Jun 29 - Today from Proverbs 29 we look at verse 11
"A fool gives full vent to his anger, but a wise man keeps himself under control." (NIV)
"A fool uttereth all his mind, but a wise man keepeth it in till afterwards." (KJV)

This is a contrast of how two different people handle themselves in a provoking situation. One is a fool, the other is wise. What is the difference? One has learned that it is not prudent to give voice to your emotions when they are out of control.
What is a chief characteristic of a fool? It's a person who is self-absorbed. They can be fairly decent people to be around until you inconvenience them by interfering with their life the way they demand it to be, or you insult them by inferring that there may be things of higher priority than their particular preferences. When you do, they are very quick to let you know, and are prone to hurl curses as easily as they breathe. It is very difficult to reason with a fool. They become self-perpetuating victims of their own unpopular behavior. They also make very poor leaders. I know of some very bright business owners who are fortunate to have the foresight and to be gifted to have enough capital to hire a good PR person to deal with their clients. In such cases, the PR person essentially gets paid to take abuse from the owner so that the clients don't have to. There also may be a select few who have enough public talent to afford the luxury of being a public hot head. And from what I see of public figures who have earned such a reputation, they don't seem to be very happy people anyway. But most fools don't have enough money to hire a faithful whipping boy or enough popularity and/or talent to get away with abusing their public. Instead, they go through life being small people with attitudes that invite even more provocation.
What is the chief characteristic of a wise person? They seek to view life from God's perspective and to live life the way God meant it to be. There are two critically important factors involved; God's Word, and God's Spirit of Grace. Without them, one can never truly grow in wisdom. Granted, even wise people can tend to get angry when provoked. But a wise person has learned not to react in the heat of the moment. Our emotions can betray us, particularly when they are controlled by the flesh. Such anger can distort our perspective and cause us to do or say something that we might regret for a very long time. It's not easy living with regrets. It is wise to keep it in till afterwards. After what? After the flare of emotion has subsided and one is able to think more objectively about the situation. These are the kind of people who make good leaders. Notice the teacher says "keepeth it in till . . ." Until means to a point, and then after that point, you don't have to keep it in any more. Wisdom learns where that point is, and then what can be done about the situation after that point. That point would include recognizing that you are an ambassador of Christ, and you are responsible to represent His character in the matter (His character is found in the fruit of the Spirit). That point would include an attempt to take time and understand what the real issue or issues might be in the situation (surface issues are seldom the root of conflict). That point may even include praying in the time of temptation - when you are having difficulty controlling your own attitude. God gives grace to the humble. The wise learn to humble themselves when provoked. Then, whatever is needed to keep the situation under control, God will provide the sufficient grace.

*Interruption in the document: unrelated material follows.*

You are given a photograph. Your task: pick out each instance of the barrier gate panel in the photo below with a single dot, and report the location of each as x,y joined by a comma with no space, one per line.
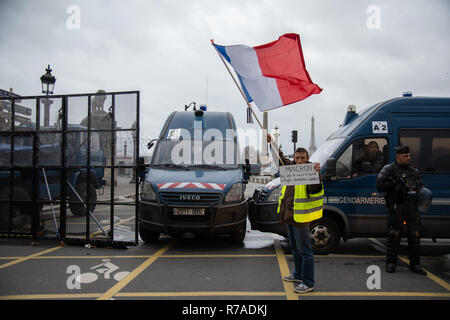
68,167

Some psychiatrists say it's healthy to give full vent to your anger. Well, if you want to follow the counsel of the psychiatrists, grab a hammer and vent your anger on your automobile, or some other valuable inanimate object belonging to you. Then you will get an idea of the unseen damage done when you give full vent to your anger on people. It's pretty ugly. And remember, people are made in God's image! We're the people of God. We are called to honor Him. We do that by properly representing Him - even when we are provoked to anger.